Tags
Let’s call her Bambi because she had large brown eyes and the vacant look of a newborn innocent. She was standing behind the counter with a big dopey grin on her face when I walked in with my blue plastic bag. I had purchased three pairs of pants for Little Guy on Monday, since he needed pants for gym (no jeans allowed) and had spent time that morning trying to add elastic to the only pair of pants Little Guy owned, that weren’t 2” too short. One pair didn’t fit so I was returning them to the children’s clothing store.
Bambi greeted me with a friendly, high-pitched “hello”. I told her I wanted to return some pants and I handed her the receipt. She pulled the pants out of the bag, and then her smile turned chilly. “Oh” she said, “I can’t give you a refund. There’s no tag on these pants.” I calmly explained that when I purchased the pants, it didn’t have a tag so the salesgirl scanned another pair of pants.

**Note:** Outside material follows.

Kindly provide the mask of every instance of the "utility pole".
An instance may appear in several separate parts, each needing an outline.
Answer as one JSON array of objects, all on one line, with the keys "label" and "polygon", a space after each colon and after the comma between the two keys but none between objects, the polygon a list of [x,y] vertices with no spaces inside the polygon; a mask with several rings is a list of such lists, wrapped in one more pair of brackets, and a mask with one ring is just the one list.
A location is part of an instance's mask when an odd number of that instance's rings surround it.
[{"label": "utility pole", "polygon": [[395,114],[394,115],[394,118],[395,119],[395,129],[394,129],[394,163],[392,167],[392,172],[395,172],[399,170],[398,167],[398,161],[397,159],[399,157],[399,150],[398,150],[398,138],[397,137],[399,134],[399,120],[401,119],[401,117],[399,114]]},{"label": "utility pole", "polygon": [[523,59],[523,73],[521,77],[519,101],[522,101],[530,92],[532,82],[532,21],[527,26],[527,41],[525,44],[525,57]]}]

She looked at the pants, and looked at me with a blank look. “Oh” she said, “I can’t give you a refund…but I can exchange these for another size”. So I calmly explained again that it didn’t have a tag when I bought it…” I paused. She tilted her head to the side, then looked at the receipt again. “But the receipt has a number on it so the pants had a tag…and I can’t give you a refund without a tag”. “Yes,” I explained, taking a deep breath, “it has a number because the salesgirl scanned a different pair of pants because this pair (pointing to the pair on the counter) didn’t have a tag”. There was a long pause and I was certain I could smell smoke…“Oh! Well, I can’t give you a refund because there’s no tag”.
Sensing that this conversation could (and would likely) go around forever, and feeling the gray hair starting to sprout around my temples, I asked if I could get store credit instead. Our conversation cycled around the missing tag once more, before I noticed the yellow sign attached to her cash register. The sign said “As of August 1, all refunds require the original receipt”. There was no mention of a tag. I pointed it out to her, slowly and carefully annunciating my words…
Apparently I stuttered…because Bambi felt the need to point out that I was still missing the tag…By now, her voice and her face were dripping disdain. Meanwhile, I had spent the day preparing myself for a meeting with the vice-principal at the school, and while the meeting went surprisingly well, my nerves must still have been a little raw. I was (finally?) losing patience.
As my right eyelid started to twitch, and feeling the need to clarify, I asked, “So what you’re saying is, I am stuck with a pair of pants that don’t fit, even though it’s been 3 days, they’ve never been worn, and I have the original receipt… because someone in your store forgot to tag them”? I must have spooked Bambi because she shyly answered “yes” like she was guessing the answer to the question. Then she flashed me a nervous grin.
I was about to ask if there was someone else I could talk to when she decided maybe she should ask someone else…Another sales associate looked at the receipt as I explained about the missing tag and the other sales associate scanning another tag… “Oh,” she said, “I remember you! Give her the refund.”
Bambie reluctantly gave me the refund, and with a sour face, wished me a great day! She was almost as irritating as the guy at the passport office who told me he couldn’t process my application because my government-issued birth certificate, was the wrong “version”…
“That’s no reason to cry. One cries because one is sad. For example, I cry because others are stupid, and that makes me sad.” – Sheldon Cooper, The Big Bang Theory (2013/14)
**
This week’s writing challenge, That’s Absurd, hardly seemed like a challenge: “write a fictional piece that incorporates the everyday life we’re familiar with — work, family, errands — and add a surprise twist..or We all know that sometimes life itself is a bit nonsensical. Tell us a story when you were going about your own business and something completely ridiculous or inexplicable happened.” That’s pretty much every day. I have quested for snacks, fought with diabolical screws, danced to clean up the patio, turned food into crime scene photos, and survived assassination attempts. I enjoy writing about the Opera of the Everyday!
People are stupid. And that does make me somewhere bewteen sad and mad. I say mad, as in insane. I don’t cry. I want to, but big boys don’t cry… So hard to hold the tears in… Choke, choke. Sigh!